VIPN is a toxic side effect of vincristine in the treatment of ALL, resulting in a decreased quality of life. Common treatment methods include fasting, gastrointestinal decompression, nutritional support, enemas, and lactulose defecation, which are further combined with the use of B vitamins and other nutritional supplements. Due to the individual differences, after drug withdrawal and treatment, neurotoxic adverse reactions usually last for a long time and gradually disappear, taking several months at most, but a small portion of them persist [24]. The treatment methods of VIPN in this research center included observation, use of neurotrophic drugs (such as mecobalamine), analgesics (such as ibuprofen), enemas (such as ceramide and lactilose), and other (such as fasting and protection of the stomach). No death or residual peripheral neuropathy was found, and the prognosis of VIPN was generally good.
Finally, this research studied the relationship between VIPN and the CEP72 rs924607 gene in ALL patients. Limitations of the study included a small sample size and small number of patients with homozygous CEP72 risk alleles. At the same time, it is inevitable that some children with subclinical neuropathy will be omitted during the evaluation process, and the grade of some patients with mild neuropathy may be underestimated.
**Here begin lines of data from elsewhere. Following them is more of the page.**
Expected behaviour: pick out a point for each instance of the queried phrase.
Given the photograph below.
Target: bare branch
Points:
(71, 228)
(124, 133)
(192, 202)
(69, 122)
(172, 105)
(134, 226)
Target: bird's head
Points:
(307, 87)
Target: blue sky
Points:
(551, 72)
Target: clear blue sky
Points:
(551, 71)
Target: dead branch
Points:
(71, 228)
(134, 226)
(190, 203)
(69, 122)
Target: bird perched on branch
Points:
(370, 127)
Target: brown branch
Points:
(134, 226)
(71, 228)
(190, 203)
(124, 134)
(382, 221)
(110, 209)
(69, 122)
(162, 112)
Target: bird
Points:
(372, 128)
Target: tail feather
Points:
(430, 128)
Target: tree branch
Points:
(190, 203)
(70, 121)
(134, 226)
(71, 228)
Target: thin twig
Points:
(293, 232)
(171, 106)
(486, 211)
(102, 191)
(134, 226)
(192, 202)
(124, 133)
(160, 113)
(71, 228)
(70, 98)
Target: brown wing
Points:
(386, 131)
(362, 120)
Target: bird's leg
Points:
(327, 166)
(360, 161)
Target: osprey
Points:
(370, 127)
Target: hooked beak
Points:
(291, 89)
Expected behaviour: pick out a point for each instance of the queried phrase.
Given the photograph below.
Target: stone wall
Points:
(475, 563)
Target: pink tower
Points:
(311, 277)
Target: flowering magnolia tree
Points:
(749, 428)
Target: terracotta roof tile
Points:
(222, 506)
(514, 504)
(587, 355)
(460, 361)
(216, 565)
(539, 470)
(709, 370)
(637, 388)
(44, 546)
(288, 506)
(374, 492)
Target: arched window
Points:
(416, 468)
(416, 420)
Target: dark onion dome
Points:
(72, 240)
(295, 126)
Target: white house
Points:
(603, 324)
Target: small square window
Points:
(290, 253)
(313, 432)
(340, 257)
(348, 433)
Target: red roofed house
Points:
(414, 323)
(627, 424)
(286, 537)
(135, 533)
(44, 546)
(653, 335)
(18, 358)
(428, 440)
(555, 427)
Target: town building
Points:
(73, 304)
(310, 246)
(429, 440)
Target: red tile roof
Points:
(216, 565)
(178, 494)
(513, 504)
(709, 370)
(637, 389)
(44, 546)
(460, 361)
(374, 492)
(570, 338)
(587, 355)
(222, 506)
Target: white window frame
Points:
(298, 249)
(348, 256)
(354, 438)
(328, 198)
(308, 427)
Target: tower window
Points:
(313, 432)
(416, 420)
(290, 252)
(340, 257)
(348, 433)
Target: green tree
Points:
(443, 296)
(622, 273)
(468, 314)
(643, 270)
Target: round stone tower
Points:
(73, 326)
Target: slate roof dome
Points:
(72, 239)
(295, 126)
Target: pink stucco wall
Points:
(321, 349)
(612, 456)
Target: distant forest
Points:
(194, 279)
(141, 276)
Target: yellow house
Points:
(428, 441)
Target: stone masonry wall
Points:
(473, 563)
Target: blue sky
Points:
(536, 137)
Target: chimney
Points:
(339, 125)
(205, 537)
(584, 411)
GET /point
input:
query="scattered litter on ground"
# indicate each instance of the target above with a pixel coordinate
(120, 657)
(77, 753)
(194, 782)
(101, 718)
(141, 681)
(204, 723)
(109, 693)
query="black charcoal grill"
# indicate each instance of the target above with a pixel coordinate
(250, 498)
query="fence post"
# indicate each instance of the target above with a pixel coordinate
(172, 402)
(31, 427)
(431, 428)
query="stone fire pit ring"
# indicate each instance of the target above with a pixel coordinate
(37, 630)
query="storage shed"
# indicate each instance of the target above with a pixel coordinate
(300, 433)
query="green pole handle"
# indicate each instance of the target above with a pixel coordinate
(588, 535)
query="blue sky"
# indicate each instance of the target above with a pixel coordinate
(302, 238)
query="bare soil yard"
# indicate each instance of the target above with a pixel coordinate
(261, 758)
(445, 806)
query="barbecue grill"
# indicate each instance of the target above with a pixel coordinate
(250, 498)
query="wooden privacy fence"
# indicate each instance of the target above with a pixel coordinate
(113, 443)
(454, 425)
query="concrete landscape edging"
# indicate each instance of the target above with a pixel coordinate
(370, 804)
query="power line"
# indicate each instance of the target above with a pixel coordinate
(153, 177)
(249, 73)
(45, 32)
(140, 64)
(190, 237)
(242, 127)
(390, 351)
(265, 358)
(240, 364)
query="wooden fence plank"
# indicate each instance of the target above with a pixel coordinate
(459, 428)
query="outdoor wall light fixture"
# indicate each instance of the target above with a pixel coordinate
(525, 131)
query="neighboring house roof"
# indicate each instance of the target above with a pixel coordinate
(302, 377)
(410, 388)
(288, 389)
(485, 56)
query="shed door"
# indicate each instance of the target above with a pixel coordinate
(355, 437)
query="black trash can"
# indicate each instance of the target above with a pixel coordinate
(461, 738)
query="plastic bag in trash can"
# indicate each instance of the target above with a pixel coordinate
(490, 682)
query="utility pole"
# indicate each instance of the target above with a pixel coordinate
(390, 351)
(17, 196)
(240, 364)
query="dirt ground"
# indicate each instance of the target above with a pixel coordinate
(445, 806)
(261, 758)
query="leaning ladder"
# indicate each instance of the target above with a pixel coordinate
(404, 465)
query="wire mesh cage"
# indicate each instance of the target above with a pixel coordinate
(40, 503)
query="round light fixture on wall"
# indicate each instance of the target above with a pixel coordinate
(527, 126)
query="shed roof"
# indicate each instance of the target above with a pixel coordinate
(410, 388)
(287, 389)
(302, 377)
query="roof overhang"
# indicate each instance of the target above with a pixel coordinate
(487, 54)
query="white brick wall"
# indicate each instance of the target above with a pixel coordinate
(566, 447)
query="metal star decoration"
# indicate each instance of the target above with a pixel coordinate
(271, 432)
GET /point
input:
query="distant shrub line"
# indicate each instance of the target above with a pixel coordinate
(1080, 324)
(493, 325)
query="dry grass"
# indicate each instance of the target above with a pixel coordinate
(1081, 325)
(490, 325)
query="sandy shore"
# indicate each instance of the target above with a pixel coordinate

In future clinical studies, we will make improvements through the following methods. First, we will start prospective follow-up of patients at the time of ALL diagnosis and conduct timely and effective tracking and recording. Second, we will evaluate peripheral neuropathy using instrumental measurement and a joint assessment scale, which will make the phenotyping and classification of peripheral neuropathy more accurate. and make the study more rigorous.